Cezaevinin kasvetini dağıtmak için arada küçük / büyük etkinlikler düzenliyoruz. Son ekinliğimiz için ”bilgi yarışması” fikri doğdu. Buna göre; iki farklı koğuştan seçilecek üçer kişi ile iki takım oluşturulacak ve bu iki takım birbirleriyle yarışacaklar. Soruları cezaevi memuru olan gözetmen öğretmen hazırlayacak. O’nun hakemliğinde, her iki takımın koğuş arkadaşlarının izlediği bir bilgi yarışması düzenlenecek. Bu fikrimiz cezaevi yönetiminden de kabul gördü.
Ben futboldan hiç anlamadığım için anlayan bir arkadaş seçtim takımıma. Üçüncü olarak da takım tamamlansın diye genç bir arkadaşı aldık. Diğer koğuşun tamamı çoban zaten. Seçtikleri üç kişi ise tam çoban. Yani tabiri caizse ayakkabısının bağcıklarını tek başına bağlayamayacak tipler. Rahat bir galibiyet kazanacağımızı düşünerek keyifle yarışmaya çıktık.
(Buraya bir bilgi notu düşmeliyim. Bana bunları anlatan müvekkilim, oldukça entellektüel, üniversite mezunu, çokça okuyan ve bazı görüşmelerimizde vakit kalırsa aristo felsefesini bile tartıştığımız düzeyde bir insan.)

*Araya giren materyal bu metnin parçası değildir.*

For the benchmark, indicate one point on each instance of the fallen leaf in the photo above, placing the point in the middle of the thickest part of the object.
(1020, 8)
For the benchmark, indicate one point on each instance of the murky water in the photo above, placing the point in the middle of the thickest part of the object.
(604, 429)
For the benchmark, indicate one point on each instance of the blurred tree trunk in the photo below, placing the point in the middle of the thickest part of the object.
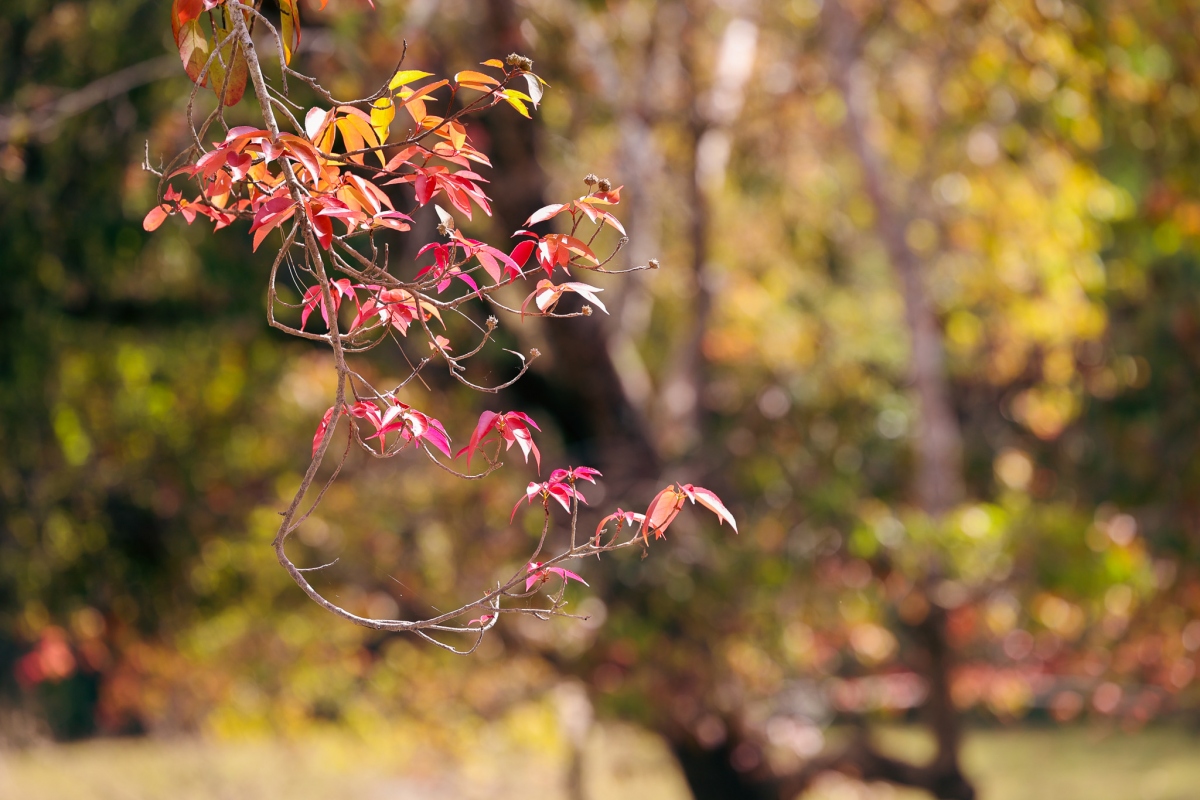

İyi hazırlanmış ve hiç de kolay sayılamayacak yirmi soru cevaplayacağız. İlk bir kaç soruda galibiyetimizi kesinleştirir, diğer koğuşla dalga geçmek için bir sebep yaratmış oluruz diye düşünüyoruz. Sorular peşpeşe gelmeye başladı. Soru gözetmen tarafından okunuyor, biz aramızda cevabı tartıştıktan sonra A, B, C ve D gibi cebap şıklarından birini önümüzdeki kartona yazıyoruz. Süre sonunda bu kartonu diğer takımla aynı anda havaya kaldırıp gözetmen ve izleyicilere gösteriyoruz.
Onuncu soruya geldik, biz soruların tamamına doğru cevap verdik. İşin garibi, karşıdaki çobanlar da tüm soruları doğru yanıtladı. Hayret ve kızgınlık içindeyiz. Karşı takımın sözcüsü dolandırıcılıktan yatan kurnaz bir tip. Belli etmeden O’nu izlemeye başladım. Farkettim ki bizim doğru cevap konusundaki tartışmalarımıza kulak kesiliyor ve kartona hangi şıkkı yazdığımızı dikkatlice takip ediyor. Bizim cevabımızı hemen kartonuna yazıp bizle beraber doğru cevabı vermiş oluyor. Ben bunu anlayana kadar onbeşinci soruya gelmiştik. Durum hala berabere.
Ben de kendi planımı yaptım. Doğru cevabı aramızda tartışırken biraz daha yüksek sesle ama yanlış şıkkı teleffuz ederek konuşuyor, önümdeki kartona yanlış şıkkı daha da büyük ve belirgin şekilde yazıyormuş gibi yapıyordum. Aslında bir şey yazmıyor, son anda göstermeden doğru şıkkı yazıp kartonu kaldırıyordum.
İlk yanlış cevaplarında biraz afalladılar. İkinci yanlış cevapta ise durumu anladılar. Karşı takımın sözcüsü heyecan ve öfkeyle bağırdı; ”Hocam, hile yapıyorlar!”